In a year that feels like the Advent of all Advents, this dark and ancient hymn feels truer than ever before.
For those of us who call the U.S. home, our country is in a place of mourning. As of this last week, more than 300,000 Americans lost their lives due to Covid-19; according to recent reports, nearly 13 percent of families are experiencing food scarcity and just over 9 percent of families are experiencing housing insecurity. Racial tensions continue to dominate news cycles (and certainly for good reason, because until we don’t have to talk about racism and white supremacy, we have to talk about racism and white supremacy).

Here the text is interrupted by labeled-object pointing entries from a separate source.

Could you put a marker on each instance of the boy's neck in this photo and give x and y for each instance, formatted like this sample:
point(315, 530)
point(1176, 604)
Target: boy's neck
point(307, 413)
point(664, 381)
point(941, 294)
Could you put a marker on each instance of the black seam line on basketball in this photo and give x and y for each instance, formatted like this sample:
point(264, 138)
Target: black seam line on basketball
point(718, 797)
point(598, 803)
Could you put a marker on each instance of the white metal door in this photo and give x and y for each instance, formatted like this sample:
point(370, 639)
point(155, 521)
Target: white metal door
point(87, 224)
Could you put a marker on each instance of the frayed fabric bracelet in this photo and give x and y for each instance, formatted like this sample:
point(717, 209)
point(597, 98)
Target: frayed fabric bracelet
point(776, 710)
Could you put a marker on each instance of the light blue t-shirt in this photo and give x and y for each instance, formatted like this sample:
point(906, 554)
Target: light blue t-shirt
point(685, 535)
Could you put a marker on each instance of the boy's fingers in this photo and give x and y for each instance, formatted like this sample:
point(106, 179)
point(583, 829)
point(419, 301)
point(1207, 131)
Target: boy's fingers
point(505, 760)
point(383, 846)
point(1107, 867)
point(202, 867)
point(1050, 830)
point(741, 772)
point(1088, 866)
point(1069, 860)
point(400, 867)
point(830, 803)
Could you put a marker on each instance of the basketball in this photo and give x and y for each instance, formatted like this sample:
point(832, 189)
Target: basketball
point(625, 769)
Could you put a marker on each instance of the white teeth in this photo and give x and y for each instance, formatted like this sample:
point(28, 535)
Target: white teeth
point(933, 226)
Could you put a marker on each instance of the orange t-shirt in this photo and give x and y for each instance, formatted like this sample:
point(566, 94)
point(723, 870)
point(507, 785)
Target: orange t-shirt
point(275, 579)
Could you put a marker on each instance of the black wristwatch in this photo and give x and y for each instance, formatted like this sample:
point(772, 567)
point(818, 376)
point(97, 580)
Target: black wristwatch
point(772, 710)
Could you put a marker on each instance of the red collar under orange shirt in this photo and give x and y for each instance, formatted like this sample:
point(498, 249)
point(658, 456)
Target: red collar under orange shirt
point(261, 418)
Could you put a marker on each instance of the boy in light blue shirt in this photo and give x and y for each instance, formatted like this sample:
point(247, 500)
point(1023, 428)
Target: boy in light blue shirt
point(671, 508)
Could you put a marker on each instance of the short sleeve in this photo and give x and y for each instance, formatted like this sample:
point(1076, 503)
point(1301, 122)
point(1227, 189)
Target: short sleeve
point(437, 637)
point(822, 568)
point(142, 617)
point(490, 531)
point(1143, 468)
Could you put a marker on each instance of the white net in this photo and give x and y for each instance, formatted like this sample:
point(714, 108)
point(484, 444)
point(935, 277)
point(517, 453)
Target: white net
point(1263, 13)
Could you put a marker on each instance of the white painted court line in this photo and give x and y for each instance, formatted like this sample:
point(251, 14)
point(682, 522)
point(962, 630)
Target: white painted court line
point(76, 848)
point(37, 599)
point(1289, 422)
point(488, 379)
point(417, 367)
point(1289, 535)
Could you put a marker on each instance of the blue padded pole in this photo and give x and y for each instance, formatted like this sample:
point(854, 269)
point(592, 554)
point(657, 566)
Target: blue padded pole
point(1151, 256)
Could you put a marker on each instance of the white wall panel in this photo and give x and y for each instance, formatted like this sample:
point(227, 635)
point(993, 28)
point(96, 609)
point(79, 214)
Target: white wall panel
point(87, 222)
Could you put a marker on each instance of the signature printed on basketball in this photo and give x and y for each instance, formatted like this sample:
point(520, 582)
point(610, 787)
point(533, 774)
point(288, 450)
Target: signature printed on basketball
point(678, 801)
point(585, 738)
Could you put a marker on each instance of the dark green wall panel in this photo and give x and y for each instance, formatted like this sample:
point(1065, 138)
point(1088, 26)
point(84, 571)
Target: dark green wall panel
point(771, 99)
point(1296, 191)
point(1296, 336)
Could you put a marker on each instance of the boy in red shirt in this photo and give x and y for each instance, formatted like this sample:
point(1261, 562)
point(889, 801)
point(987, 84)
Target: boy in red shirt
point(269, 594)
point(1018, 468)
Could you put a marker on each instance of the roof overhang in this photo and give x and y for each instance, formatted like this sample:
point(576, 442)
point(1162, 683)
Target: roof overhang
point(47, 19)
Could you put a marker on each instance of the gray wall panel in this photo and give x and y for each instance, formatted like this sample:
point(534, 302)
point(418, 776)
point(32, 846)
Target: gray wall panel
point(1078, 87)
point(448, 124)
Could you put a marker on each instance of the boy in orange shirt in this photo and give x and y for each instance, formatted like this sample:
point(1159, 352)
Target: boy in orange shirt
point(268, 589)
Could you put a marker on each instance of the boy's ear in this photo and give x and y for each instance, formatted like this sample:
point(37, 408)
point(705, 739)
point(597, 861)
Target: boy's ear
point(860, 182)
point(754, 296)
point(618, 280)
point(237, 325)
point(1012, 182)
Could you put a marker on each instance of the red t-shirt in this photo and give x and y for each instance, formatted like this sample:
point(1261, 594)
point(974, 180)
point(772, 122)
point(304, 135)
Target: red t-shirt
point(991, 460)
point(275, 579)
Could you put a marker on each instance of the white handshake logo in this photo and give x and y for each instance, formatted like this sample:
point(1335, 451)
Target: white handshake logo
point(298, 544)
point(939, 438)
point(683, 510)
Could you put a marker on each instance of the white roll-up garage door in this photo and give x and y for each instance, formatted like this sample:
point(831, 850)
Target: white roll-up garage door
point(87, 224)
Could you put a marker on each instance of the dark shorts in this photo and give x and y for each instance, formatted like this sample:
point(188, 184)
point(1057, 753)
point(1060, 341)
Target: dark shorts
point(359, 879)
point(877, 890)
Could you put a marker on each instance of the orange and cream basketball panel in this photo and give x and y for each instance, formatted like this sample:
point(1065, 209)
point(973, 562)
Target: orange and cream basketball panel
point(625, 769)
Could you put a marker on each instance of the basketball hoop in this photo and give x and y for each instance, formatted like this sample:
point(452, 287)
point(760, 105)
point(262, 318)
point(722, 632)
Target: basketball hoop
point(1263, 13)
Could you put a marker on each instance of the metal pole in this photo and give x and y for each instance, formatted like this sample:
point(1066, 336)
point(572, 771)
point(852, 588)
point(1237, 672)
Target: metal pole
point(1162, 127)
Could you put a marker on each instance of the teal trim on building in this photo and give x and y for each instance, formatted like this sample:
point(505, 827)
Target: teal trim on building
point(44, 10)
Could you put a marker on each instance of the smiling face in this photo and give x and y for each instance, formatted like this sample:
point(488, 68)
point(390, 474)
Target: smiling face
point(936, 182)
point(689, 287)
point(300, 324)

We are tired, scared, bone-weary —waiting for a little bit of light to come into the darkness, hoping that old gimmicks just might do the trick, and feeling defeated all over again when they don’t work.
But then, that old hymn and the reminder of the both-and: that celebration and mourning, joy and sorrow, light and darkness can and do exist side-by-side, even now, even this year.
And when I think about it that way, I don’t feel so alone, so caught up in the exile of 2020.
When I think about it that way, I can’t help but see a little bit of light creep into the darkness of the Advent season.